Пуховецкий выдохнул и упал лицом на шею лошади, зарывшись в жесткую, пропавшую потом гриву. Москали тоже стали невеселы. Игривого настроения, с которым некогда Агей Кровков прогуливался по кафинскому рынку, теперь и близко не было. С какой-то скрываемой друг от друга неловкостью, московиты и два казака переглядывались, покряхтывали, без необходимости теребили усы и бороды. Татарские всадники с вежливым, но отстраненным выражением лиц гарцевали на конях и ждали, когда же порученные им ценные гости решат двигаться дальше. Обстановку разрядил Афанасий Ордин, который пришпорил лошадь так, что брызги крови из ее боков долетели до Ивана, на всякий случай врезал еще несчастному животном плеткой, и рванул вперед как крестьянин, обложенный в зимнем лесу волками. Все поневоле устремились вслед за ним. Однако проехать им пришлось недолго: от серой толпы рабов отделилось несколько ярко одетых всадников на неплохих скакунах. Когда Иван присмотрелся, его сердце радостно сжалось: всадники были самыми настоящими казаками, да не городовыми, а запорожскими. Вскоре они подскакали ближе и предстали перед московским посольством во всей красе. Одеты они были кто во что горазд, но все без исключения предметы их наряда были дорогими и красивыми, а по возможности – яркими и привлекающими внимание. На одном из рыцарей красовался красный польский гусарский ментик, дополнявшийся шлемом турецкой работы, с арабской вязью по ободу. Из-за спины же у него выглядывала огромная и тяжеловесная московская пищаль. Другой, похоже, ограбил евнуха из гарема и нарядился в его одежду, со свойственной ей несколько жеманной пышностью. Однако прикрыты шелковые шаровары и халат сверху были боярским охабнем с меховыми оторочками и вышитыми по обе стороны груди святыми. На шее боярина-евнуха висела толстенная золотая цепь с богатейшим крестом-энколпионом, а голову его украшала немецкая шляпа с пером и длиннейшими полами. Остальные представители низового рыцарства были одеты не менее щегольски. Неизменными для всех подъехавших казаков были лишь ярко-синие шаровары, смазанные салом черные усы, да длинные, накрученные на ухо, а у некоторых и на два уха, оселедцы.

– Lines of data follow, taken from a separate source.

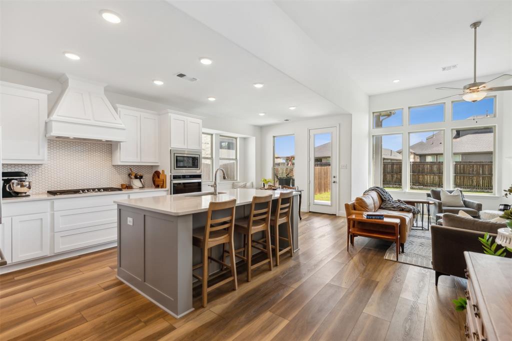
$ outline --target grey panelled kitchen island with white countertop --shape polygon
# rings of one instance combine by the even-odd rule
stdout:
[[[280,193],[237,188],[217,196],[194,193],[115,201],[117,277],[169,314],[185,315],[194,309],[192,267],[201,262],[201,250],[192,245],[192,230],[204,227],[209,203],[237,199],[238,219],[248,217],[253,196],[272,194],[275,206]],[[294,193],[291,214],[294,250],[298,249],[298,195]],[[280,228],[285,235],[285,226]],[[235,234],[234,242],[235,248],[241,247],[242,237]],[[214,251],[214,257],[221,257],[220,248]]]

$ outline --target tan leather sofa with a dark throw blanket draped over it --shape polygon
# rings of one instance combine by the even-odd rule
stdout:
[[[354,214],[361,214],[362,212],[381,212],[385,217],[398,218],[400,219],[400,248],[403,252],[403,245],[407,241],[407,236],[411,231],[411,227],[414,222],[414,214],[406,211],[392,211],[389,209],[380,209],[382,200],[378,193],[374,190],[370,190],[368,193],[355,198],[354,201],[345,204],[345,212],[347,217]],[[362,222],[356,222],[356,227],[372,230],[389,230],[390,226],[378,225],[378,224],[367,224]]]

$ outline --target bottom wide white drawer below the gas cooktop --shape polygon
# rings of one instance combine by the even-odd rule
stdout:
[[[117,240],[117,223],[54,233],[54,252],[70,251]]]

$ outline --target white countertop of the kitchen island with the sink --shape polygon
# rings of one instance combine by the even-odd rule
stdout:
[[[228,189],[226,190],[225,194],[219,194],[217,196],[195,196],[198,195],[199,193],[191,193],[139,199],[115,200],[114,203],[123,206],[146,209],[153,212],[159,212],[171,216],[184,216],[193,213],[207,211],[210,202],[226,201],[234,198],[237,199],[237,206],[240,206],[251,203],[253,196],[266,196],[272,194],[273,199],[276,199],[279,197],[279,194],[282,191],[288,192],[293,190],[236,188]],[[299,192],[294,193],[294,195],[297,196],[299,194]]]

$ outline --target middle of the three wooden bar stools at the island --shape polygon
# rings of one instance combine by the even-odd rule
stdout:
[[[256,208],[256,207],[260,208]],[[270,239],[270,215],[272,211],[272,195],[269,194],[263,197],[252,197],[251,211],[248,218],[237,219],[234,222],[234,230],[244,235],[244,247],[234,250],[235,257],[239,257],[247,263],[247,282],[251,280],[252,269],[262,264],[268,263],[269,270],[272,270],[272,242]],[[253,240],[252,235],[256,232],[265,232],[265,242],[263,240]],[[257,243],[265,248],[257,245]],[[252,264],[252,248],[267,252],[267,259]],[[237,254],[237,252],[244,251],[244,255]],[[224,252],[224,255],[226,252]]]

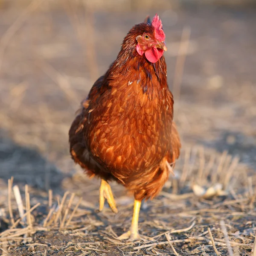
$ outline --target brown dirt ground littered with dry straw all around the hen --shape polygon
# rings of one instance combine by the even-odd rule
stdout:
[[[140,233],[151,240],[132,243],[116,236],[129,228],[133,198],[111,183],[119,213],[107,205],[97,212],[99,180],[89,180],[74,165],[67,134],[79,103],[116,58],[128,30],[156,11],[166,34],[168,81],[182,154],[175,177],[160,196],[143,203]],[[64,4],[58,9],[1,9],[0,253],[207,256],[217,255],[215,244],[222,256],[253,255],[254,24],[253,7],[91,12]],[[175,87],[180,40],[189,31],[182,82]],[[25,185],[31,207],[40,203],[17,225],[9,210],[18,220],[19,201],[8,191],[12,176],[25,209]]]

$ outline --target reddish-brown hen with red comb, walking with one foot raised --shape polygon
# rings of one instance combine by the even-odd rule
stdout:
[[[99,210],[105,198],[117,212],[109,180],[134,194],[131,228],[119,239],[139,239],[143,199],[162,189],[180,154],[173,122],[173,96],[167,84],[167,50],[162,22],[135,25],[116,60],[82,102],[69,131],[70,154],[90,176],[101,178]]]

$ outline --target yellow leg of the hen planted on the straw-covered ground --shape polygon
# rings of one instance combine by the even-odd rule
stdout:
[[[132,220],[131,220],[131,228],[128,232],[119,236],[118,239],[129,239],[130,241],[140,239],[140,235],[139,235],[139,231],[138,231],[140,205],[141,205],[141,201],[135,199],[134,200],[134,213],[133,213]]]

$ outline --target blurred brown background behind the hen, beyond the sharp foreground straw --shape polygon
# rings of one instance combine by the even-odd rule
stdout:
[[[99,181],[70,159],[68,130],[129,29],[156,12],[183,152],[224,151],[256,170],[255,1],[0,0],[0,205],[11,176],[34,195],[97,201]]]

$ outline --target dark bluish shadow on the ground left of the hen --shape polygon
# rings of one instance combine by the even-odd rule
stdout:
[[[8,183],[12,176],[20,187],[28,184],[35,189],[59,193],[65,174],[36,148],[18,145],[0,129],[0,179]]]

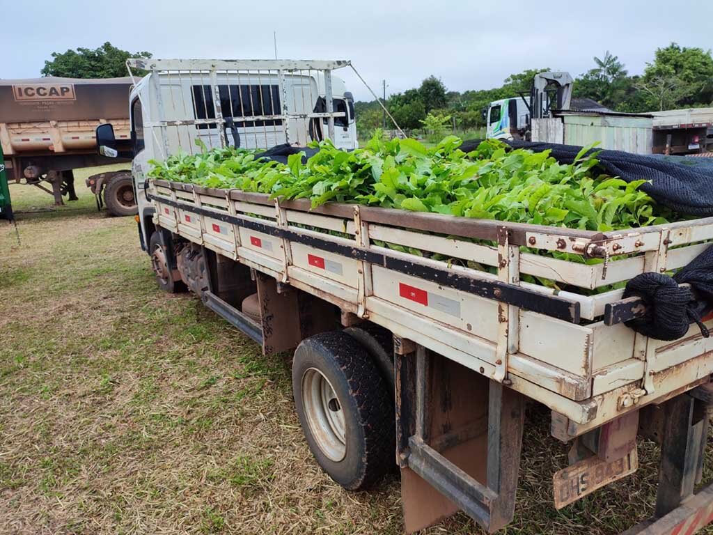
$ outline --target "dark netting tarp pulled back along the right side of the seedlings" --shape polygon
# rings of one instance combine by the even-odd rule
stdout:
[[[474,150],[480,141],[466,141],[463,151]],[[530,151],[550,150],[561,163],[572,163],[582,149],[571,145],[554,143],[530,143],[508,141],[513,148],[528,148]],[[597,159],[610,175],[627,182],[650,180],[641,189],[657,203],[686,215],[707,217],[713,215],[713,161],[711,158],[685,158],[625,153],[623,151],[599,151]]]

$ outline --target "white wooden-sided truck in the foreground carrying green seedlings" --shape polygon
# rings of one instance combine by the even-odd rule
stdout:
[[[334,102],[345,94],[336,73],[350,63],[129,64],[149,71],[130,96],[131,156],[158,286],[188,288],[265,354],[294,350],[299,422],[334,481],[363,489],[397,466],[406,531],[458,510],[497,531],[513,519],[530,400],[550,409],[553,440],[572,445],[570,466],[542,483],[553,485],[555,507],[635,472],[637,442],[647,437],[662,452],[656,517],[628,533],[690,534],[711,521],[713,486],[697,494],[694,486],[713,402],[713,339],[697,325],[667,342],[635,332],[625,322],[648,305],[602,287],[687,265],[713,240],[713,218],[598,233],[312,208],[307,199],[149,178],[150,159],[200,151],[197,140],[229,144],[227,124],[252,146],[289,147],[313,138],[316,121],[347,145],[337,125],[348,130],[353,117]],[[251,94],[257,103],[240,106]],[[197,101],[210,108],[198,113]],[[97,138],[103,153],[120,153],[111,125]],[[713,327],[713,315],[702,322]]]

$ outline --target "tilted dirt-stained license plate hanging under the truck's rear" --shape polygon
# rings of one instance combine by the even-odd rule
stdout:
[[[594,456],[562,469],[552,478],[555,508],[562,509],[612,481],[633,474],[638,467],[639,457],[634,448],[616,461],[606,462]]]

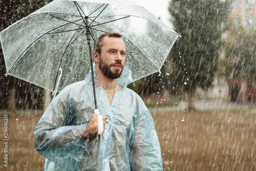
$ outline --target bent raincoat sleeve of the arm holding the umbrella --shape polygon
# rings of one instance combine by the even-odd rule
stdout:
[[[69,103],[67,89],[60,92],[50,103],[36,125],[35,148],[57,165],[76,170],[89,139],[82,140],[87,124],[72,124],[73,109]]]

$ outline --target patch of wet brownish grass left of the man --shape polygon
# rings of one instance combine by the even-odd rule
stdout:
[[[40,115],[24,114],[8,116],[8,167],[4,166],[4,144],[1,143],[0,170],[42,170],[45,158],[36,152],[34,147],[34,129]],[[1,140],[4,138],[4,115],[0,115],[2,130]]]

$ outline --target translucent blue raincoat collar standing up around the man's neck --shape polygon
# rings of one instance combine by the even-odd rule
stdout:
[[[95,86],[98,84],[98,78],[96,74],[96,65],[93,63],[93,74],[94,74],[94,81],[95,81]],[[88,83],[92,84],[92,72],[91,69],[89,73],[86,75],[86,81]],[[128,67],[123,68],[123,72],[120,76],[120,78],[117,79],[117,83],[120,84],[123,88],[126,88],[128,84],[133,82],[133,77],[132,77],[132,72]]]

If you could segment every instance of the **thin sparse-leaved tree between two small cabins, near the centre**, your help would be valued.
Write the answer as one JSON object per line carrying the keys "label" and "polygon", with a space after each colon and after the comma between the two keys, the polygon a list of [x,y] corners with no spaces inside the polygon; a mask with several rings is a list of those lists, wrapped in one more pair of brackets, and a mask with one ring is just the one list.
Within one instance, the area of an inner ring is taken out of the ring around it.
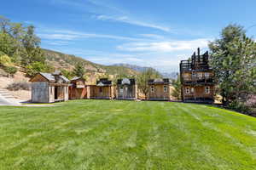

Казаки, стремительно помчались наперерез послам, как будто в шутку преследуя их, со свистом и молодецкими выкриками. Сблизившись, они принялись с бурной радостью приветствовать московитов, гарцуя между ними, поднимая столбы пыли, и осыпая их добродушными ругательствами, вперемешку украинскими и русскими. Агей, похоже, был искренне рад видеть казаков, а Афанасий Ордин принял было сначала холодный и неприступный вид, подобающий царскому послу, но затем не выдержал, и принялся скакать среди запорожцев, обнимаясь с ними и от души хлопая каждого по спине. К досаде Пуховецкого, Ермолку Неровного казаки приветствовали с особой нежностью, а один даже принялся целовать его так, что неловко было и смотреть. Иван, как мог, старался показать казакам, что и он для них не чужой человек, однако лыцари подчеркнуто пропускали мимо глаз и ушей все его знаки. Их радушие на московского пленника определенно не распространялось. Пуховецкий изрядно разозлился, однако затем подумал, что и на несчастных стоявших на другой стороне площади, среди которых вполне могли быть и родственники, и соседи казаков, последние обращали весьма мало внимания. "Ну, а я-то чем лучше?" – рассудил про себя Пуховецкий – "Разве что пахну поприятнее. Пока…". Тем временем, Афанасий Ордин отъехал с одним из казаков – тем, что в немецкой шляпе – в сторону, кратко переговорил с ним, хлопнул по плечу и передал ему увесистый мешочек – это были деньги, предназначенные для выкупа рабов и пленных. Все в Запорожье и Крыму знали об этой московской традиции: особый налог собирался для этого по городам, но особенно щедро, как говорили, жертвовал выкупные деньги сам царь. Шутка ли: многие его родственники, хотя и не близкие, да кумовья сиживали в Перекопе. Впрочем, богатых бояр и дворян было и без царя кому выкупить, а вот тем, что стояли сейчас на перекопской площади, больше помощи было ждать неоткуда. Иван подумал, что, получив эту казну, рыцари себя не обидят, да и татарских начальников придется основательно умаслить – он бы и сам так сделал. Но сейчас он помолился про себя, чтобы хотя бы часть денег пошла на то, для чего предназначалась.